Observing that physical artificial intelligence (AI) represents the next evolution of the technology by enabling machines to perceive, understand and autonomously interact with the real world, a study from Counterpoint Research has found that the global physical AI market is entering a rapid growth phase through advances in robotics, edge computing, generative AI (GenAI), vision technologies and sensor technologies.
The analyst’s Global physical AI market tracker report set out to offer an overview of the rapidly evolving physical AI landscape, tracking device shipments across four core segments – vehicles, robots, drones and AI cameras – and presenting a structured view of how intelligence is moving into the physical world.
It covered a number of autonomous system types that are said to embody spatial sensor-backed AI blended with a digital world. Within robotics, the service, industrial and humanoid segments will make up the bulk of the autonomous systems with embodied AI.
Outlining what he regarded as the current status and potential of the market, Counterpoint principal analyst Soumen Mandal said: “Physical AI represents the next major evolution of AI. While the first AI wave focused on digital intelligence – software that understands text, images and data – the next wave brings AI into the physical world, allowing machines to perceive their surroundings and interact autonomously.”

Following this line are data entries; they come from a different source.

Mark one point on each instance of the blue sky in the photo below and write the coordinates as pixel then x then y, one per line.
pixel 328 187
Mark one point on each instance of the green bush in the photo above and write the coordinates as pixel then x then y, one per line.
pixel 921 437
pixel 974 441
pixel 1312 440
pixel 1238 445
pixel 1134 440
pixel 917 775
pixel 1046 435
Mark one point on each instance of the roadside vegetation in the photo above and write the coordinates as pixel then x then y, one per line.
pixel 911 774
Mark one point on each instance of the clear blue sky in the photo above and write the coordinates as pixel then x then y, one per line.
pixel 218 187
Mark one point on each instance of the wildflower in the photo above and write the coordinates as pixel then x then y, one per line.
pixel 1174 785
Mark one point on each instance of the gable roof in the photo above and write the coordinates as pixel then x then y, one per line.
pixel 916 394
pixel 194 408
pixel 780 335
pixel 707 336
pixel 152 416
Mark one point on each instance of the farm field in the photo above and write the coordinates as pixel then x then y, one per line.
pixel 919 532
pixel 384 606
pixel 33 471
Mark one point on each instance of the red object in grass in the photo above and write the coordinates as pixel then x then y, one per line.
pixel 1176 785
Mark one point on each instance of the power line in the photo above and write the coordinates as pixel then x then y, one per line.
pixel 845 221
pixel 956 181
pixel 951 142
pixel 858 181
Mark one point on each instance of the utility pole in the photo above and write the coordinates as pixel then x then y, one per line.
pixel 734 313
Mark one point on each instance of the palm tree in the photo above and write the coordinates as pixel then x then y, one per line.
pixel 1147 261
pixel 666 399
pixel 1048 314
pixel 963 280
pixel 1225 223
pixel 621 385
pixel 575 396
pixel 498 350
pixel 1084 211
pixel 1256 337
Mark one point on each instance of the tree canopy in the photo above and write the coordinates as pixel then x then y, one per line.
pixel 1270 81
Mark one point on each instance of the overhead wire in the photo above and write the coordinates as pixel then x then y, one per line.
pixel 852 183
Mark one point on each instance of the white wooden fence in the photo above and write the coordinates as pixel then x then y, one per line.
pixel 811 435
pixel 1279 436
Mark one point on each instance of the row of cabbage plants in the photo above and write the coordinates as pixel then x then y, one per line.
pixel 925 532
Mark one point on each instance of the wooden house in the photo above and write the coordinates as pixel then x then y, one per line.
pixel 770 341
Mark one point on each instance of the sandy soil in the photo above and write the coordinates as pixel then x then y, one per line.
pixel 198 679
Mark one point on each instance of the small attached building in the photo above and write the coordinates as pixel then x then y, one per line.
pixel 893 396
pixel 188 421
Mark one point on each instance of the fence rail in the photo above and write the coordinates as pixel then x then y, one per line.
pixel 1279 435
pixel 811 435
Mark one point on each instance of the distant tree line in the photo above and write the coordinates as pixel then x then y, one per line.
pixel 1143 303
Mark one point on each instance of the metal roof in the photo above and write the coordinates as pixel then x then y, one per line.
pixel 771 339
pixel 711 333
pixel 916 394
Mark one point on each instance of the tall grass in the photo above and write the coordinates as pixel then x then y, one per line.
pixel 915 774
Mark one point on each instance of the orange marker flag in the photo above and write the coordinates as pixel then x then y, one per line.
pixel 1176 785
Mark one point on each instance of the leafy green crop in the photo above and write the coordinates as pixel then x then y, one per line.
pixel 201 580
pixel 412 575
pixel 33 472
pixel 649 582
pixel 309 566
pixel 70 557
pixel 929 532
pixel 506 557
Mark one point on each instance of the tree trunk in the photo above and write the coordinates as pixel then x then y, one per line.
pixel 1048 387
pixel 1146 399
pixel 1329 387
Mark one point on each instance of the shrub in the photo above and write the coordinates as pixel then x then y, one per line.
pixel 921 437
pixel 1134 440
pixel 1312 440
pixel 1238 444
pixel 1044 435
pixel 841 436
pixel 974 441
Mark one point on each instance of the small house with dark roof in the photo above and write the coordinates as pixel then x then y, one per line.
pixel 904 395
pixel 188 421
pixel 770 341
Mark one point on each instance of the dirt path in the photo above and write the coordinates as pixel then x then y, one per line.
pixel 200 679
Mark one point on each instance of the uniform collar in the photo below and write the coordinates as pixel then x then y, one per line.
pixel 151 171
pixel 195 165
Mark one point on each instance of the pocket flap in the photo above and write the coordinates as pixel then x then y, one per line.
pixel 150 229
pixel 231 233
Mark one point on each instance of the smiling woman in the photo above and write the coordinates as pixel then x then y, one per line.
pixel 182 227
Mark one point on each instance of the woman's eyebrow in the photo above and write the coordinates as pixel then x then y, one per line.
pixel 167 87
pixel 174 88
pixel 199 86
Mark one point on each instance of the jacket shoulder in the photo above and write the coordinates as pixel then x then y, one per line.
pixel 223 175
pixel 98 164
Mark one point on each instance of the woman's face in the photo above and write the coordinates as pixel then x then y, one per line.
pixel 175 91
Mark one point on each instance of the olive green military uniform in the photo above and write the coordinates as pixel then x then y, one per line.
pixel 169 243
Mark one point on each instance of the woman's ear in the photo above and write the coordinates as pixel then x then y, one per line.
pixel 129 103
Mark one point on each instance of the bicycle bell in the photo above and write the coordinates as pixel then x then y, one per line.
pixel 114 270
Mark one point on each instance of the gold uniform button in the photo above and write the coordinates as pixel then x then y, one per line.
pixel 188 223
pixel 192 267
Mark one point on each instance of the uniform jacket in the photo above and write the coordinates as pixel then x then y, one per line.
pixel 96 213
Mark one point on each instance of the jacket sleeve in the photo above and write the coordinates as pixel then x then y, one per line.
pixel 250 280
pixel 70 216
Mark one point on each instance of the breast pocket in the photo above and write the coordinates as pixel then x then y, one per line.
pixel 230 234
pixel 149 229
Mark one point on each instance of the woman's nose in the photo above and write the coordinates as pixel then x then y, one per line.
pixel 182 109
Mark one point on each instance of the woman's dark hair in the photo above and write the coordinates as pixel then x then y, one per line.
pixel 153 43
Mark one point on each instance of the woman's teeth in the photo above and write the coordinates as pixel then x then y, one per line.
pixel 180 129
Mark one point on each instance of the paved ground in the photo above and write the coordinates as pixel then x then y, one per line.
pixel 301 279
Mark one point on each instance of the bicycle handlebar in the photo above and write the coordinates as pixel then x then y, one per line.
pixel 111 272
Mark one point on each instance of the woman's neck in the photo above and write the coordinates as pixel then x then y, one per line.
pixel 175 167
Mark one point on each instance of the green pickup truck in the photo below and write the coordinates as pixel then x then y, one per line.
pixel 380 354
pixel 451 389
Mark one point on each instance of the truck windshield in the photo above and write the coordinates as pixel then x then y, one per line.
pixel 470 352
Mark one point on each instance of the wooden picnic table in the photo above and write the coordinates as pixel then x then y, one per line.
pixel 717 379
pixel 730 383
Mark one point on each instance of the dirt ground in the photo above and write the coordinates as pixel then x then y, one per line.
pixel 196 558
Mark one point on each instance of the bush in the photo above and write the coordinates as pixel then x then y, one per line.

The study predicted that cumulative physical AI device shipments – including vehicles, robots and drones – will reach 145 million units during 2025-2035. The report believes that service robots will account for the largest shipment volumes in the robotics segment, driven by expanding use cases across logistics, warehouses, hospitality, healthcare, cleaning, security and agriculture.
By contrast, industrial robots, which currently have more limited deployment, are expected to see wider adoption driven by broader applications, improving scale, lower costs and easier deployment models. At present, these devices are largely concentrated in automotive, electronics and heavy machinery industries, where high system costs and complexity restrict volumes.
While recognised as still being in the early stages of development, humanoid robots were seen to be gaining momentum as companies develop machines capable of performing complex human-like tasks across factories, warehouses and service environments.
The study found that Agibot headed the list of vendors with the highest number of annual humanoid robot installations, followed by Unitree, Ubitech, Leju and Tesla. The humanoid robot segment is expected to be the fastest-growing category in terms of shipments, with cumulative installations of humanoid robots projected to exceed 100,000 units by 2028, growing 7x compared with 2025.
Humanoid robots represent one of the most exciting long-term opportunities within physical AI, according to Counterpoint research vice-president Neil Shah. Yet he warned that the industry has to cross a “chasm” from autonomous machine intelligence (AMI) to embodied artificial general intelligence (AGI).
“Advances in GenAI, computer vision systems and motion control are bringing us closer to general-purpose robots that can operate in human environments. While there are advancements in the ‘form’, the ‘mind’ is something that is ripe for innovation,” he added.
Autonomous vehicles – of L4 and above levels of autonomy – were expected to see slower volumes initially, but the expansion of robotaxis and autonomous personal vehicles could significantly scale adoption over time, making this segment the largest revenue contributor from an OEM perspective. This is expected to be fuelled by advanced autonomy, computing, AI capabilities and real-time connectivity.
Commenting on autonomous vehicles, research vice-president Peter Richardson said: “Autonomous vehicles are the foundational layer for the current physical AI transition, and there are lots of similarities between today’s humanoid robot development and autonomous vehicles. However, autonomous vehicles will remain the most value-driven segment fuelled by advanced autonomy, computing, AI capabilities and real-time connectivity.”
Commercial drones – excluding consumer and defence drones – were also expected to see strong cumulative shipment growth due to their relatively lower ASPs and increasingly clear regulatory frameworks in major markets. The report observed that they are emerging as the earliest large-scale deployment of physical AI, with “rapid adoption across logistics, surveillance and enterprise use cases driving high-volume growth”.
The analyst stressed that as physical AI systems scale across industries, collaboration across the OEM, semiconductor, connectivity and software ecosystems will be critical to unlock their full potential. Companies that can build strong platforms and partnerships across the value chain will be best positioned to capture this emerging opportunity.
It added that the rise of vision-language models and vision-action models will unify multimodal perception, language understanding and reasoning and executable control within a single sequence modelling framework, which the report called “a critical inflection point”.
Commenting on opportunities for ecosystem players, research director Marc Einstein said: “Physical AI will create opportunities across the broader ecosystem. Beyond device makers, compute players will benefit by powering the ‘brains’ of these systems. Telecom operators will gain from increased data traffic, connectivity and edge services. Meanwhile, software and services providers will see recurring revenue opportunities through data analytics, lifecycle management, fleet services and cloud infrastructure.”